See also: WinJS: 5 Things You Need To Know About Microsoft’s New Open-Source JavaScript Library
As part of Microsoft’s shift, the company has started providing more open source tools to the software development community. It signed an agreement with Novell to help keep non-commercial free software developers from being sued, for instance. Microsoft took a step further at Build when it open sourced its WinJS library and tools, created the .Net Foundation and opened its .Net Compiler Platform Roslyn to developers. The Roslyn announcement, in particular, garnered what was perhaps the biggest cheer from the audience at Build.
The new .Net Foundation and open sourcing WinJS and Rosyln are positive moves for Microsoft. But that doesn’t mean that developers inherently trust Redmond because of a few new open source projects. Developers rightly see the new .Net Foundation as a way to get people into its development ecosystem and then sell them Azure licenses.
To be fair to Microsoft, though, that’s how the cloud business works these days: provide free software and tools while charging for the cloud. Microsoft is far from the only company to take this tack.
“I’m not trying to tell you that Microsoft is suddenly our warm, fuzzy friend. As even Scott Hanselman would gladly admit, they’re ultimately trying to sell you software licenses or Azure services,” said a commenter that goes by the name John Booty on developer forum Hacker News after the announcement. “But it seems to me that they’re using open source the right way in order to achieve that goal, as opposed to the bad old ‘embrace and extend / embrace and extinguish’ days at Microsoft.”
Another commenter named David Gerard summed up developers’ caution of Microsoft succinctly, “I think one would be exceedingly foolish not to exercise the very greatest of caution. This is Microsoft we’re talking about—they have a track record of profound fuckery.”
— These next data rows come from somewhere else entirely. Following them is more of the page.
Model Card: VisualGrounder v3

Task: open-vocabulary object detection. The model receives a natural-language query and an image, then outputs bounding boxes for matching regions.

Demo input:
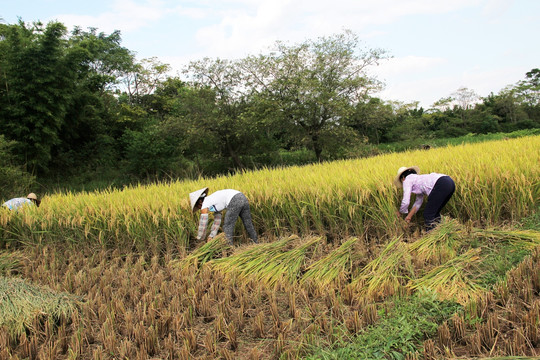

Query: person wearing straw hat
[2,193,41,210]
[189,187,257,245]
[394,166,456,231]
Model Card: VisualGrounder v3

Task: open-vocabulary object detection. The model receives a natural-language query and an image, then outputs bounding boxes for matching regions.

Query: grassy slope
[0,136,540,358]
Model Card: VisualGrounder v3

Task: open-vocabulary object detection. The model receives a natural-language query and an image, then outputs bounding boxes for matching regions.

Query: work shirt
[197,189,240,240]
[399,173,447,214]
[2,198,33,210]
[201,189,240,212]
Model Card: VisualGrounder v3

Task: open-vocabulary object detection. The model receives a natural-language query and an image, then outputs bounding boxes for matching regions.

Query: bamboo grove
[0,136,540,359]
[0,136,540,250]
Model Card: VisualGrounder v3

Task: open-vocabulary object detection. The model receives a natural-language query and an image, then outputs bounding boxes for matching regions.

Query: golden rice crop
[0,136,540,251]
[300,238,362,287]
[408,248,483,304]
[0,276,80,337]
[211,236,321,286]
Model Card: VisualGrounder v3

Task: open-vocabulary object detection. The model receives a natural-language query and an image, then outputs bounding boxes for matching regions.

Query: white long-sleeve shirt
[2,198,34,210]
[399,173,446,214]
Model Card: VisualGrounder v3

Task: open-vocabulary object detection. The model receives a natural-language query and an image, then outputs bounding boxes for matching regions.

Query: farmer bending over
[2,193,41,210]
[189,188,257,245]
[394,166,456,231]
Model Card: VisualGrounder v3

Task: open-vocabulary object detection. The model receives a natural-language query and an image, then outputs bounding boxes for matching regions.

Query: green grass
[0,276,80,337]
[308,291,461,360]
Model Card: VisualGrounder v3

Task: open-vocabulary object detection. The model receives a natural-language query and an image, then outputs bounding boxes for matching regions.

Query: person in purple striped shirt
[189,188,257,245]
[394,166,456,231]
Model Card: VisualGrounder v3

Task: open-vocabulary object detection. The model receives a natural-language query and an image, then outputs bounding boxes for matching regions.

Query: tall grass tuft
[349,237,414,299]
[210,236,322,286]
[300,238,362,287]
[409,217,466,264]
[0,276,81,337]
[171,234,231,271]
[407,248,483,305]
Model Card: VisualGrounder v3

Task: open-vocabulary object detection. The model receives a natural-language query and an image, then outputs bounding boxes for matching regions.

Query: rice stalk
[0,276,81,336]
[210,236,321,286]
[171,234,231,271]
[407,248,483,305]
[471,228,540,250]
[409,218,466,264]
[300,238,359,287]
[350,236,414,299]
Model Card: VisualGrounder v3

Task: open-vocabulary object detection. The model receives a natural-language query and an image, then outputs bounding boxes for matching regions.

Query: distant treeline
[0,21,540,199]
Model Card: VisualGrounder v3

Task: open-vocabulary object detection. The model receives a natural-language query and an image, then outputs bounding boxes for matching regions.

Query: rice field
[0,136,540,359]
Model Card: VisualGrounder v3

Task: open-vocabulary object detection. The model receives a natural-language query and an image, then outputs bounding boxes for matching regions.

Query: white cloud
[50,0,168,33]
[377,67,524,108]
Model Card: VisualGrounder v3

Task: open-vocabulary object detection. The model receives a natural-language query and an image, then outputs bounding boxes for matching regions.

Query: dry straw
[0,136,540,252]
[0,276,81,337]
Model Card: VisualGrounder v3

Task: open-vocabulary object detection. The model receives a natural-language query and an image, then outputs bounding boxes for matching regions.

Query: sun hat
[394,166,420,188]
[189,188,208,211]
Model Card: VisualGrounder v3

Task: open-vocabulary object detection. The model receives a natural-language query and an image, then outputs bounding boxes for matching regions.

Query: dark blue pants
[424,176,456,231]
[223,193,257,245]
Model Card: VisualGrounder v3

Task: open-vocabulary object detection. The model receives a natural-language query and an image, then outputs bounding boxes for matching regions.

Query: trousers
[223,193,258,245]
[424,176,456,231]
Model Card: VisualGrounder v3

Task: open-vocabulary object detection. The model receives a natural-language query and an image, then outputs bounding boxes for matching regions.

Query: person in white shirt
[2,193,41,210]
[394,166,456,231]
[189,188,258,245]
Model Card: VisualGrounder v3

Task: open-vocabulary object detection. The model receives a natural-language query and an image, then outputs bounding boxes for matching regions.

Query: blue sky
[0,0,540,107]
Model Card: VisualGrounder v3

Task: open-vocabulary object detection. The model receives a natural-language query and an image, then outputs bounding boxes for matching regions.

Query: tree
[0,135,35,200]
[241,31,385,160]
[0,22,76,172]
[185,58,274,168]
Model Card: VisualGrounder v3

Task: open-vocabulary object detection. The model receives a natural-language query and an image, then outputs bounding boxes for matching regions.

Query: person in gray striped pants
[189,188,258,245]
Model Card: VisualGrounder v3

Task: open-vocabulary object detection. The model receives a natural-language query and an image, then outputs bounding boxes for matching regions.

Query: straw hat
[189,188,208,211]
[394,166,420,188]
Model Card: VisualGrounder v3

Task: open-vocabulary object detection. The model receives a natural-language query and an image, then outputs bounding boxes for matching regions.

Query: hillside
[0,136,540,359]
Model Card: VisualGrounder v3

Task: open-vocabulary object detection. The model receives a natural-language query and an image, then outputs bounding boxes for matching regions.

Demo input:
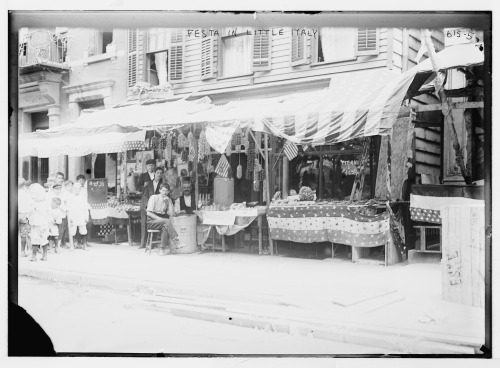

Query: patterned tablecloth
[267,205,390,247]
[195,206,266,236]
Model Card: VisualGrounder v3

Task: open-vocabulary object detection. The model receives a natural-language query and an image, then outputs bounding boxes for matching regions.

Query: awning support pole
[264,133,274,255]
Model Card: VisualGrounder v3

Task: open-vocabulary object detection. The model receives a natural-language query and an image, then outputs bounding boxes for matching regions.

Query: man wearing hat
[137,159,156,248]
Time will tell if Microsoft’s overtures to the open source community are a real and altruistic form of doing business or are more of the same from Redmond, like putting lipstick on a pig. But Microsoft’s words and actions over the last couple of years, culminating at Build, are very different from its historic fight against the open source movement. However you view it, it’s a big change and a measure of the new Microsoft.
Now It’s Time For Microsoft To Build
It’s difficult to understate the cumulative effect of all these changes at Microsoft. After years of confusion, false starts, falling behind and frustration, Microsoft has finally gotten itself on the right track. It’s reorganized itself and its products for modern computing, the mobile world and the cloud.
Of course, finally aligning itself in the proper direction doesn’t mean that Microsoft will automatically be successful. Consumer and developer choice can be fickle. Right now, people prefer Google and Android, Apple and iOS. The hub-and-tile “Metro” interface of Windows 8 hasn’t struck a chord with consumers across the world, and developers are reticent to embrace a platform that hasn’t shown much beyond marginal growth. Microsoft can do and say all the right things and still fail.
At the same time, you have to give Microsoft credit for realizing that its ship was headed for the iceberg and correcting its course. It has the platforms, it has the tools, it has the devices and portals. Now it just needs to build upon the new foundation it worked so hard to create.